Berdasarkan data terbaru, progres pembangunan IKN batch 1 sudah mencapai 52,9% dan batch 2 sudah 1,1%. Pembangunan IKN batch 1 meliputi 40 paket fisik yang dimulai sejak 2020 hingga Maret 2023. Pembangunan IKN batch 2 meliputi 42 paket yang sedang dalam proses lelang atau persiapan.

Untuk pembangunan rumah tapak jabatan menteri (RTJM), progresnya sudah 34,15%. Namun, Kepala Satgas Pelaksanaan Pembangunan Infrastruktur IKN Danis H.

Sumadilaga mengakui bahwa ada sedikit keterlambatan dalam pembangunan RTJM. Hal ini disebabkan oleh masalah pasokan material.

“(Pembangunan RTJM) ini agak terlambat sedikit nih, ini terlambat sedikit. (Terlambatnya) supply aja biasanya, supply material, misalnya terlambat atau apa,” ujarnya di Kementerian PUPR, Jumat (27/11/2023).

Untuk pembangunan rusun ASN-Hankam di IKN, progresnya baru sekitar 1-2% karena baru memulai pembangunan.

“Rusun walaupun baru kontrak akhir Agustus, sedang kita dalami dan detil sehingga baru clearing dan pemagaran jadi relatif kontrak ini baru sekitar 1-2%,” kata Danis.

Untuk pembangunan Istana Presiden, progresnya sudah 32,9% dan untuk Kantor Presiden sudah 49,2%. Untuk Gedung Sekretariat Presiden, progresnya sudah 27,26%.
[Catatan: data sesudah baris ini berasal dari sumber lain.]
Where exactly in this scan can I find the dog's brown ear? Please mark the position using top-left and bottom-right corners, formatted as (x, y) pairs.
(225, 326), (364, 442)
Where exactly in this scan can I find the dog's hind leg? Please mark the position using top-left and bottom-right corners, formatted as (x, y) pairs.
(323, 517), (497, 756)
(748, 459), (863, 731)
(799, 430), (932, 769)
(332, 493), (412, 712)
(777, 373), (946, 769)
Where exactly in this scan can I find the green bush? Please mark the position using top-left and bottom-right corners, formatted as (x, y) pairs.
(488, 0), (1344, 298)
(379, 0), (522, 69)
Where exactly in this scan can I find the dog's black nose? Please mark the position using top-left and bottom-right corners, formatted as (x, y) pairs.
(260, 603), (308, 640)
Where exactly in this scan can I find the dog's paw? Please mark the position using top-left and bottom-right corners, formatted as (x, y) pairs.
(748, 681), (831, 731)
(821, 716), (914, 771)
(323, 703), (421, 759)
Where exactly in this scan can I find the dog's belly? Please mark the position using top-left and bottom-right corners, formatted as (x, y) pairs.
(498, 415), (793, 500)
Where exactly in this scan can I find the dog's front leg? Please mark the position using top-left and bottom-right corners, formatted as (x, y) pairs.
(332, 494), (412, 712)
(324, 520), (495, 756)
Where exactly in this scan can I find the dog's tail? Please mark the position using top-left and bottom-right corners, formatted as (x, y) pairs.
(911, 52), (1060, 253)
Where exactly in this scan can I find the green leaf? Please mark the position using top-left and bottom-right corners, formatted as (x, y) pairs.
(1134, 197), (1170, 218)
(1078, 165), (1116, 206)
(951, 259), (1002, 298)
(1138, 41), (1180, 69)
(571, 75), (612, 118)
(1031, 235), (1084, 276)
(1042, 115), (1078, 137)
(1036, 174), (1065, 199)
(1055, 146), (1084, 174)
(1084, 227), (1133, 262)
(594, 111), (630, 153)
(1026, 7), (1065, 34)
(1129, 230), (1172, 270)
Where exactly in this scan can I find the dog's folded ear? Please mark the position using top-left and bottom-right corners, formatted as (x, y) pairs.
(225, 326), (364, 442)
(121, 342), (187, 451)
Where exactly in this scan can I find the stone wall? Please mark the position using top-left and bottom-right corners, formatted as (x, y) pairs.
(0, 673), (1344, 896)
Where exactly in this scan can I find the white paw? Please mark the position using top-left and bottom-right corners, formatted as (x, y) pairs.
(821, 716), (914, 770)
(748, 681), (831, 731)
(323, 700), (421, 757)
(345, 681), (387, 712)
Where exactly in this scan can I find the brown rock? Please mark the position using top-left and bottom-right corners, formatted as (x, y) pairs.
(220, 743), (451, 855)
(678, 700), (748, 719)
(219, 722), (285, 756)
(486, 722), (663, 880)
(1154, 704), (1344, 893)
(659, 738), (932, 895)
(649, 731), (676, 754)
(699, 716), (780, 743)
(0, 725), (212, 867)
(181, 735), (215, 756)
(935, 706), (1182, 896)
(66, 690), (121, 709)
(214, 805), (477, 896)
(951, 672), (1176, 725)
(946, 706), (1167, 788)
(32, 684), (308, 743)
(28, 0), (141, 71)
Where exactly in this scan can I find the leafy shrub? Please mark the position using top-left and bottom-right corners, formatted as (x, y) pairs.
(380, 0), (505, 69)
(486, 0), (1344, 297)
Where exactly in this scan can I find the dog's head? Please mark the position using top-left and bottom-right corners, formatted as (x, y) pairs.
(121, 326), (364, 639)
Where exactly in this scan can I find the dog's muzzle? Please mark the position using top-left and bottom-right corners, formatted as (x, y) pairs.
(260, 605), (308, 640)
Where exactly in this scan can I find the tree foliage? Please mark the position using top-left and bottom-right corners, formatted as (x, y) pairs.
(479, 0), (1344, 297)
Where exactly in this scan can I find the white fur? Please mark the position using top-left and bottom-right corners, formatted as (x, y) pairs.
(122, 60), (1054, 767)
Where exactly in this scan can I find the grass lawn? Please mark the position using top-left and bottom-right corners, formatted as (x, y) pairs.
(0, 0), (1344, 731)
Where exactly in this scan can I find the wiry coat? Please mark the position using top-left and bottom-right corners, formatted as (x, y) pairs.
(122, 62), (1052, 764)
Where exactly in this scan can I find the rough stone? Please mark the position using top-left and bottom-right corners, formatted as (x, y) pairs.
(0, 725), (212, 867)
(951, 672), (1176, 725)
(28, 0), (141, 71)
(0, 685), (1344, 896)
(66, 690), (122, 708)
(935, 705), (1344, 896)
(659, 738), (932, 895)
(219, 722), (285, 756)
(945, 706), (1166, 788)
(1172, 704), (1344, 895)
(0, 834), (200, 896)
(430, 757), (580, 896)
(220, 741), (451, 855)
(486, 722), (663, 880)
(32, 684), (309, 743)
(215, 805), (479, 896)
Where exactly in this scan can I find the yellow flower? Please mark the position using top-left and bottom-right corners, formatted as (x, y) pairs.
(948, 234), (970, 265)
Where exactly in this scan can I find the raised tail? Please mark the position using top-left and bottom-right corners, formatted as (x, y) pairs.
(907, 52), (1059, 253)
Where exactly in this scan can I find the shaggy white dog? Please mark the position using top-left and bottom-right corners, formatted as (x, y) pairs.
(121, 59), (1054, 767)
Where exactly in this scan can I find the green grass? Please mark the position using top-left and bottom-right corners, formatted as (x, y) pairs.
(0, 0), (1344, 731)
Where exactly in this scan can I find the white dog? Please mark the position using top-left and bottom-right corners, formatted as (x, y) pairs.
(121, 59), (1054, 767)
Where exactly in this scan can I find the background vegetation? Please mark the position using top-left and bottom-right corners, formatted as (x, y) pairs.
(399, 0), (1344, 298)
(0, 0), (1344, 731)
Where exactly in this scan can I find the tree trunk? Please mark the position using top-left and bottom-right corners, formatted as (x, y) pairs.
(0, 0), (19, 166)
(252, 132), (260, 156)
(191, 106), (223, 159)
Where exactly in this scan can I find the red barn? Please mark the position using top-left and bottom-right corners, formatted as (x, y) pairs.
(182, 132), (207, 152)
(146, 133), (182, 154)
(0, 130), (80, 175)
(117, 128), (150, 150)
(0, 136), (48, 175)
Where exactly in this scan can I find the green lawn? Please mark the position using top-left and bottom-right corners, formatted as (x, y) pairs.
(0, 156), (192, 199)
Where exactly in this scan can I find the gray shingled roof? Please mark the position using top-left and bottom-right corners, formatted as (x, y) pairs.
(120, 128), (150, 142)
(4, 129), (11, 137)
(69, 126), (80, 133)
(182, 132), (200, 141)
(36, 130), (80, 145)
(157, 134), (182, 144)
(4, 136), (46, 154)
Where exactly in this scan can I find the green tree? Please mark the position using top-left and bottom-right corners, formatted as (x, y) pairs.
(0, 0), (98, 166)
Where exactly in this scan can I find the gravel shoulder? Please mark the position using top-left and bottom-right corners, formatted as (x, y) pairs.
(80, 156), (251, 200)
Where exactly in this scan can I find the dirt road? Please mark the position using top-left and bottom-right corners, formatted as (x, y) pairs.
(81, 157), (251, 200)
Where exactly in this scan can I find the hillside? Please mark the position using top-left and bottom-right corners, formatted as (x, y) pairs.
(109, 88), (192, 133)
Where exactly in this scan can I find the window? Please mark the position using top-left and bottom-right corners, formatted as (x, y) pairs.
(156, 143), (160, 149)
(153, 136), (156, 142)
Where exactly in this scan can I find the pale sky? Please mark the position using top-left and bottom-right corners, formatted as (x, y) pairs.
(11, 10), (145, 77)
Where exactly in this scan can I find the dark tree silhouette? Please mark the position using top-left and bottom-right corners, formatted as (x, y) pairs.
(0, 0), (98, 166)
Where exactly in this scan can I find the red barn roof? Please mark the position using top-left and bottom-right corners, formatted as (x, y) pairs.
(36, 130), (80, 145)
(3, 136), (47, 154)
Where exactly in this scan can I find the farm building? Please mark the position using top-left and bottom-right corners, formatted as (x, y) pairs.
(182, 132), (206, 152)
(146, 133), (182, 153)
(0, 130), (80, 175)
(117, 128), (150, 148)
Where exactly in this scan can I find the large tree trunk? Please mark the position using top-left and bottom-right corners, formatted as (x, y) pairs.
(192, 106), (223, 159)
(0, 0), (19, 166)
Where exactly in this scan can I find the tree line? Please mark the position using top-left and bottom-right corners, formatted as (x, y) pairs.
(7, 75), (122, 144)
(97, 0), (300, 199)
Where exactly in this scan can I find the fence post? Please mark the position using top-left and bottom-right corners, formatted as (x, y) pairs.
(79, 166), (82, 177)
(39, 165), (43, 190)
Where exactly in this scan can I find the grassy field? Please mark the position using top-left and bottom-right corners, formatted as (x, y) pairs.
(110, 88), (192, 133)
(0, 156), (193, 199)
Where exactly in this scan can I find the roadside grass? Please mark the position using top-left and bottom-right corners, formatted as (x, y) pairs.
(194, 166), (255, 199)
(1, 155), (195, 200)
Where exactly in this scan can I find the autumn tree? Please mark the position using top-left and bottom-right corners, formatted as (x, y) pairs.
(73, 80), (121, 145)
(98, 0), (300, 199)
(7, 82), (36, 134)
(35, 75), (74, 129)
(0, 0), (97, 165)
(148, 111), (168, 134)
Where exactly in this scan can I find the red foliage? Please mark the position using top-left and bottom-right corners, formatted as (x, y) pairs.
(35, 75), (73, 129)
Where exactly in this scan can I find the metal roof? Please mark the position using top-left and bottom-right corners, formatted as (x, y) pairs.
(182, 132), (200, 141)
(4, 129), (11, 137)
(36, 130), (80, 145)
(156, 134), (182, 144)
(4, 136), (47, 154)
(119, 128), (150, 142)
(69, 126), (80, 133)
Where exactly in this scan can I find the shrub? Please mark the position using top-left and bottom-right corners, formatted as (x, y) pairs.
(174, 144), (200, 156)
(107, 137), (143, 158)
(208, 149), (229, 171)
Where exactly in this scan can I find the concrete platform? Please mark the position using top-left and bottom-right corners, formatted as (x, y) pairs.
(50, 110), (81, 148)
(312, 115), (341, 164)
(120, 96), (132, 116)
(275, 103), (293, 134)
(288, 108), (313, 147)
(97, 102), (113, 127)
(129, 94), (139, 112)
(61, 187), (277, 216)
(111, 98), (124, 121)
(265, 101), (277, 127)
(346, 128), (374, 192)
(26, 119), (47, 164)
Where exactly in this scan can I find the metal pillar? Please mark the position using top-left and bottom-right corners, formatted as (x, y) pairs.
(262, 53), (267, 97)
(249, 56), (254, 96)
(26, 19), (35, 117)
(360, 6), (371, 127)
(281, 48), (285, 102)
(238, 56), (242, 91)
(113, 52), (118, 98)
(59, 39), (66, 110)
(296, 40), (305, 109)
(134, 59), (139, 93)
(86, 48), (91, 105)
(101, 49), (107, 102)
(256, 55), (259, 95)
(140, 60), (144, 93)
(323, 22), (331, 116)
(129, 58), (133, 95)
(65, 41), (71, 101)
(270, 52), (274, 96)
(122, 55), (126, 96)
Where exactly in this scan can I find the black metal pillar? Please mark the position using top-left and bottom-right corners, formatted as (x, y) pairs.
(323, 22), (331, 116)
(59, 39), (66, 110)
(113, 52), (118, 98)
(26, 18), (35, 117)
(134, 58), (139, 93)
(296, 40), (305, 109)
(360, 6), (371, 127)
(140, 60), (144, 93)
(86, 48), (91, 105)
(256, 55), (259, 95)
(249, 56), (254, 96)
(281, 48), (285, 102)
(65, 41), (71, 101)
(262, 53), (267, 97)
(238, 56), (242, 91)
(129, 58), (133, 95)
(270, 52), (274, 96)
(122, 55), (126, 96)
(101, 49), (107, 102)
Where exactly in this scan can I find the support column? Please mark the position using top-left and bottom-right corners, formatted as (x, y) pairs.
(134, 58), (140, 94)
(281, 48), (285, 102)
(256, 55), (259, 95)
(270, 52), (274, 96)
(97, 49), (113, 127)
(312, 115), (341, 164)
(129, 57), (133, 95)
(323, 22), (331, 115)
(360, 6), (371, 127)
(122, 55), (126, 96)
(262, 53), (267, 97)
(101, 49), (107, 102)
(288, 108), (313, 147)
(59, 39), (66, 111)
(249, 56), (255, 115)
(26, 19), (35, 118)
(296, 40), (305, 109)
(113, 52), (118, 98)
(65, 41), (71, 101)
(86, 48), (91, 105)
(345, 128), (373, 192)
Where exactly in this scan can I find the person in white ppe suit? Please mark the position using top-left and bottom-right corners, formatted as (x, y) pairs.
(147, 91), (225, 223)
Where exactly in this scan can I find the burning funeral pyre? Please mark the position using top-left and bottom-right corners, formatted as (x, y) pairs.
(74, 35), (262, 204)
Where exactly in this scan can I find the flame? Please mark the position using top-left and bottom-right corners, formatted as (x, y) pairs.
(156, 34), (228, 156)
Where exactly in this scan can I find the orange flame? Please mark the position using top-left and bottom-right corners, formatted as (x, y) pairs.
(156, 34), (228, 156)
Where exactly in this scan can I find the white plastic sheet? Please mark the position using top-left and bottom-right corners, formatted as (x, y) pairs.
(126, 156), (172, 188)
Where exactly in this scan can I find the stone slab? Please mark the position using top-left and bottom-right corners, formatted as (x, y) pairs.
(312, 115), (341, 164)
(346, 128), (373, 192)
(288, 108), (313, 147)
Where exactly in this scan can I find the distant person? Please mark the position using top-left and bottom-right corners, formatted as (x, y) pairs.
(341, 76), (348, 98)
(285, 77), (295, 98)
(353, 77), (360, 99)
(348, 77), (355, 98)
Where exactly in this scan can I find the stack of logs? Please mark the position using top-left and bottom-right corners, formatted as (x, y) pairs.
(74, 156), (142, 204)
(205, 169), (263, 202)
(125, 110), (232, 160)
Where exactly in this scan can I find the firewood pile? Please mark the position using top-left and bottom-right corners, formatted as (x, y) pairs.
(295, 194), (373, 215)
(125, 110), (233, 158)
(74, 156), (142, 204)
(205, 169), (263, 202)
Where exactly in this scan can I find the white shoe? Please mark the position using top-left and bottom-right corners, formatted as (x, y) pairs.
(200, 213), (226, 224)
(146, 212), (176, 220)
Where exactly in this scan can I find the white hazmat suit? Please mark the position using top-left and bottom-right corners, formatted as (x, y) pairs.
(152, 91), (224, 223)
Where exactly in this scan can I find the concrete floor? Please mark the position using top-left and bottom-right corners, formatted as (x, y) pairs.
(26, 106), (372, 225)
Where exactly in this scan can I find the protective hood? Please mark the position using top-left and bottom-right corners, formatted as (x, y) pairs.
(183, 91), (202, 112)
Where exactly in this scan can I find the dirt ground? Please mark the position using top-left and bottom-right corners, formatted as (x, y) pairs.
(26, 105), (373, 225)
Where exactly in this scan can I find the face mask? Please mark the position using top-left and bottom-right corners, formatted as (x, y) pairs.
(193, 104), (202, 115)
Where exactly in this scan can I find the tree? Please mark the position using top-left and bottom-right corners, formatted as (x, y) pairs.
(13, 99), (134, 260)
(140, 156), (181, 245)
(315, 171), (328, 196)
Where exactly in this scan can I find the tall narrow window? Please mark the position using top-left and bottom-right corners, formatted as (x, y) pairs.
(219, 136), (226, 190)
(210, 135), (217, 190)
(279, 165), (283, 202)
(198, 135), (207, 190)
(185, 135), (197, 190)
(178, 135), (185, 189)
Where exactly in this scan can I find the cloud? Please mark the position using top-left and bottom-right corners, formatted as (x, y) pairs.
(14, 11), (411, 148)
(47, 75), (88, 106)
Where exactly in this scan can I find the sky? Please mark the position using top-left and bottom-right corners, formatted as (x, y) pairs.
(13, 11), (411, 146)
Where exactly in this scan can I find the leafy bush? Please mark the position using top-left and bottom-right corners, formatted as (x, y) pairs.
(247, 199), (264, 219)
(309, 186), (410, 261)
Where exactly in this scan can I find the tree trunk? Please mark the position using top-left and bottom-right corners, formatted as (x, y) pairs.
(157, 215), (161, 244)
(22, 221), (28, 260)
“Nah ini masih 32% (Istana Presiden) ini masih civil works, masih pekerjaan beton dan sebagainya nanti setelah itu baru mechanical electrical. Misalnya kayak Kantor Presiden nih sudah 49% karena sudah mulai pasang bilah-bilah sayap, itu arsitekturnya. Jadi progresnya sudah cukup besar. Terakhir Pak Presiden ke sana sudah 38%, sekarang sudah 49%,” jelasnya.